Sunday, May 26, 2013

Not Empty, But Full

“Do not call me Naomi, call me Mara, for the Almighty has dealt very bitterly with me. I went away full, and the LORD has brought me back empty” (Ruth 1:20-21).

Naomi calls out to God in pain: I have lost everything. I was full, and you have made me empty. I had, and now I do not have.

Before these words, we read the story of Naomi going to Moab with her husband, Elimelech, and their two sons, Mahlon and Chilion. Her husband dies, and her two sons take Moabite wives, dying 10 years later themselves. Naomi returns to her own land, and Ruth chooses to go with her. Upon returning, Naomi utters these heartbreaking words: “I went away full, and the Lord has brought me back empty.”

One of the hallmarks of our modern understanding of depression is the recognition of cognitive change: people gripped by depression often cannot and do not see the good in things. Life narratives are re-written under the oppression of darkness to form a trajectory of despair. The person who is depressed cannot remember feeling happy, or idealizes the past as a perfect, unrepeatable time whose wonders have disappeared. The person who is depressed does not see the blessings in their life. This cognitive bias toward perceiving all things through the lens of sadness and worry is typical, and knowing that helps us begin to comprehend why and how people suffering from emotional mental illnesses often do not perceive their own lives with anything approaching reality.

Naomi doesn’t see her life fully and truthfully. She says “I went away full,” and while it’s true that there was a lot of good in her life it’s also true that she and her family were driven from their homes by famine. She was literally not full. Naomi says, “the Lord has brought me back empty,” and it’s true she has lost much. But she is also returning to a people who have been blessed with food (1:6). She is literally returning to be full.

Most importantly, Naomi has not lost her family and received nothing in return.
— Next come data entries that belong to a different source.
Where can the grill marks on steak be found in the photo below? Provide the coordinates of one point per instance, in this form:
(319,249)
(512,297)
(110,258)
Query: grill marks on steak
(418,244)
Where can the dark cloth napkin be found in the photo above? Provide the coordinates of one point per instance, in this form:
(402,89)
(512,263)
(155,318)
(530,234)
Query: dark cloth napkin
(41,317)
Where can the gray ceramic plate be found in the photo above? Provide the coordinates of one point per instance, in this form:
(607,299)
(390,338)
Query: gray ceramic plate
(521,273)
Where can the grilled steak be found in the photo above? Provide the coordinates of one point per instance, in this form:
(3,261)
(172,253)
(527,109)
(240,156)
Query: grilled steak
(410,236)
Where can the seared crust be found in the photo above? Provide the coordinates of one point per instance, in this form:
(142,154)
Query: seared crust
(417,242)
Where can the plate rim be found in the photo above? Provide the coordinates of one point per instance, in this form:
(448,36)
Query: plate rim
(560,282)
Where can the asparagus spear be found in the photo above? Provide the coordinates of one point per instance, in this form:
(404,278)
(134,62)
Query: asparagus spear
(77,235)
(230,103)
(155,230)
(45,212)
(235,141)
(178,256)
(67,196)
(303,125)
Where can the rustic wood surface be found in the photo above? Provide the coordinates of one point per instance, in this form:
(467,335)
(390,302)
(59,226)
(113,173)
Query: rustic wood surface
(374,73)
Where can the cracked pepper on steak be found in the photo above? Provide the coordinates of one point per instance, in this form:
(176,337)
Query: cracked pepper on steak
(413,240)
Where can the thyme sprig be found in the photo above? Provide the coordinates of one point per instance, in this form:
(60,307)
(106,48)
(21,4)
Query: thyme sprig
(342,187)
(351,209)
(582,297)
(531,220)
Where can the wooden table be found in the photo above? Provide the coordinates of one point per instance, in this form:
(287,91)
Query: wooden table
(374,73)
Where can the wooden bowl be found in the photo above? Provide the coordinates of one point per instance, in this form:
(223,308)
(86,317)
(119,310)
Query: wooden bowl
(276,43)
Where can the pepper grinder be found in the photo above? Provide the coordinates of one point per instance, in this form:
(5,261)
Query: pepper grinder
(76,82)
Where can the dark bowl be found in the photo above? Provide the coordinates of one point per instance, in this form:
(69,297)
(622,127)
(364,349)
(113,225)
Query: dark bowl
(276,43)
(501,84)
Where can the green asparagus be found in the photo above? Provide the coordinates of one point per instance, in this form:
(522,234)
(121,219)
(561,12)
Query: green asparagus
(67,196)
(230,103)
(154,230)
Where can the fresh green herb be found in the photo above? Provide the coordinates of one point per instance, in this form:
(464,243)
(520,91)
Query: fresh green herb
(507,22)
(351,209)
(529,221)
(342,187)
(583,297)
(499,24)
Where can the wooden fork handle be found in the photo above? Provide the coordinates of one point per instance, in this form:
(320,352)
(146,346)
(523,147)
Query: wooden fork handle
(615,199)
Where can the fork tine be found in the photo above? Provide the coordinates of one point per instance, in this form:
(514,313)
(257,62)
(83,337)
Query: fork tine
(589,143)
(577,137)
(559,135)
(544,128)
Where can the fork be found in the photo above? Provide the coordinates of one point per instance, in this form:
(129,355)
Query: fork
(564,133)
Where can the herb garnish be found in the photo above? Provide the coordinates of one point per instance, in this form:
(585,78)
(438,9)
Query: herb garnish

She had gained Ruth. Ruth, who leaves everything behind to journey with her mother-in-law. Ruth, whose love and devotion propel her into the unknown.

Naomi tries to send her daughters-in-law away again and again. She has so many excuses, but probably the most truthful is that she feels cursed by God and they don’t fit into her self-pitying narrative: “it is exceedingly bitter to me for your sake that the hand of the LORD has gone forth against me” (1:13; emphasis mine). She hurts and sadness them and tries to send them away, as though the future of a childless widow is any more certain in their homeland than with her. She is wrapped up in her own sadness and grief.

Though Orpah turns aside, Ruth stays, saying, “Entreat me not to leave you or return from following you; for where you go I will go, and where you lodge I will lodge; your people shall be my people, and your God my God; where you die I will die, and there I will be buried. May the LORD do so to me and more also if even death parts me from you” (1:16-17). Her profession of love sounds like marriage and covenant. Like covenant, it is profoundly unearned and unearnable, given freely in the binding together of one who loves selflessly and one who needs greatly.

Naomi doesn’t return empty, but she feels she does because she doesn’t see her blessings. She receives Ruth and her devotion silently, without thanks or remark. Like so many swallowed by the darkness, Naomi doesn’t see the good things. It’s true of so many people living with depression: we tend to see our lives as stories of decline, without hope of repair, and we don’t see the blessings we’ve been given because we don’t feel blessed. We have a lot to learn from the story of Naomi and Ruth.

Like Naomi, we’ve lost a lot. Like Naomi, we have a Ruth. Ruth figures the love of God: God Who binds Himself in covenant with us in selfless, abundant love. God Who gives Himself to us without need of recognition or thanks, and for Whom we can never do anything to earn the love that is given. And, like Naomi, we never journey alone no matter how much we protest we’d prefer to.

That doesn’t mean it’s okay to be blind like Naomi, silently taking love for granted as it works itself out in our lives. God commands us to rejoice, to give thanks, to praise, all of which help us to embrace the blessing of His love. But in those dark, bitter moments where we cannot thank Him, God is there, loving us beyond measure. In realizing this, we can begin to create new narratives.

Though God’s presence doesn’t erase or undo sorrow and tragedy – just as Ruth, who is more than seven sons, cannot bring them back – the love of God is hidden in the midst of the darkness, catching us on its branches as a wildness of joy.